As detailed in a press release issued by the Mayor’s Office, the unprecedented funding will be used to revamp 40,000 square feet of existing gallery space, execute numerous infrastructure-related improvement projects across the museum with a focus on improved energy efficiency, carve out additional space for educational programming, and create a permanent exhibition space dedicated to the history of Brooklyn. Renovation work will “significantly upgrade” the museum’s fourth- and fifth-floor galleries dedicated to decorative, European, and American arts, including Indigenous works, with “all-new interiors and state of the art building and climate control systems to support thoroughly reconsidered installations of the collection.”
As further detailed in the announcement, the investments will “transform the visitor experience, and enable the Museum to share more of its collection, engage new audiences with interactive digital technologies, and represent a major reduction in the Museum’s climate impact.”

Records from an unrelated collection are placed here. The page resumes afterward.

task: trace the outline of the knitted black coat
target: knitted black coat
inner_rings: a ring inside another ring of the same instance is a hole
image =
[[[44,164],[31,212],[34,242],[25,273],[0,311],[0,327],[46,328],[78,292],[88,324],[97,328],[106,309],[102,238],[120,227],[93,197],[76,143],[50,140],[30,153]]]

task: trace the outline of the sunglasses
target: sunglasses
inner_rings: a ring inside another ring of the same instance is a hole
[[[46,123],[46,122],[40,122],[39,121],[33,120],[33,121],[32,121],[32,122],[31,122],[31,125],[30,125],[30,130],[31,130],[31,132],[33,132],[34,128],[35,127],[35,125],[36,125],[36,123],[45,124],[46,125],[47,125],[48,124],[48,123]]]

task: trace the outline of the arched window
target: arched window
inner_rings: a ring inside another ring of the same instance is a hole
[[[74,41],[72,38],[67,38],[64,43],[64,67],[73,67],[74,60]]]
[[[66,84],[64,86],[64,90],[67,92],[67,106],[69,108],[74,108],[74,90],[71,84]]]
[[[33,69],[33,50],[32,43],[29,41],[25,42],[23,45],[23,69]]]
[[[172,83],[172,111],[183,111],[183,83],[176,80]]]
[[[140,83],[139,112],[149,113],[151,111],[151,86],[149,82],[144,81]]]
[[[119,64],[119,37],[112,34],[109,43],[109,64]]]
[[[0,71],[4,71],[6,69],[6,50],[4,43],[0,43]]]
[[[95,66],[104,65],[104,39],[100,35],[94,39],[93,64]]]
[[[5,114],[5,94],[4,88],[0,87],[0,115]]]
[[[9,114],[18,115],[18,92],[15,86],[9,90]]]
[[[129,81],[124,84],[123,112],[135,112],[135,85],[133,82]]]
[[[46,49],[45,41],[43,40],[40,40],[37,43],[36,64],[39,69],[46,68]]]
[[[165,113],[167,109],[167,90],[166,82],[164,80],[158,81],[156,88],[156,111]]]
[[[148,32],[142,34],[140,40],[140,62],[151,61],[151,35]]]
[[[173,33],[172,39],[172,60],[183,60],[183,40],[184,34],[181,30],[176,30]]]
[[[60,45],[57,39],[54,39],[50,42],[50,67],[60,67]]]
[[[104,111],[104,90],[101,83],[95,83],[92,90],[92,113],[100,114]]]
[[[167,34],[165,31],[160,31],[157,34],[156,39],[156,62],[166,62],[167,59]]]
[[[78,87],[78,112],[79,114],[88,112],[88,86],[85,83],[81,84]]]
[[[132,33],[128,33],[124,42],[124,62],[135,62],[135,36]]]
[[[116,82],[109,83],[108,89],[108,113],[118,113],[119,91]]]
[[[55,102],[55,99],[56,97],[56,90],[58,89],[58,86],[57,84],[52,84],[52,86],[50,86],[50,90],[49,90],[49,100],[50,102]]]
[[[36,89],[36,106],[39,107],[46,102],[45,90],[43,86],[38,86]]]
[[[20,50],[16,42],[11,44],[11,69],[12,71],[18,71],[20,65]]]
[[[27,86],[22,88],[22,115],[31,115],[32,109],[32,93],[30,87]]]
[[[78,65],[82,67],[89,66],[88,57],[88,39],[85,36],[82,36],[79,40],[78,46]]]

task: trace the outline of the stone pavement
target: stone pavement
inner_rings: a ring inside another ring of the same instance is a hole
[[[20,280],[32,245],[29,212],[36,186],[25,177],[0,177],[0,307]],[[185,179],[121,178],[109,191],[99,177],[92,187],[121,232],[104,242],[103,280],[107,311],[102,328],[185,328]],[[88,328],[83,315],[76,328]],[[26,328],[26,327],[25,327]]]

An architect tasked with helming the sweepings planned renovations at the museum has not been announced nor has a rough timeline for the project although Anne Pasternak, director of the Brooklyn Museum, told the New York Times that a slew of further announcements with additional particulars are on the horizon.
Just down the way at Grand Army Plaza, another landmark Brooklyn institution, the Brooklyn Public Library Central Branch, debuted a whole new look this past May after an expansive, $38 million interior refresh headed by Toshiko Mori.
“The Brooklyn Museum is and has always been the people’s museum. For generations, our audiences have reflected the rich diversity of New York City itself,” said Pasternak in a statement. “This historic investment will reimagine the museum for the next hundred years and further our commitments to connect with and serve our community. We are profoundly grateful to Mayor de Blasio and everyone in the Administration for their belief in our civic and cultural importance.”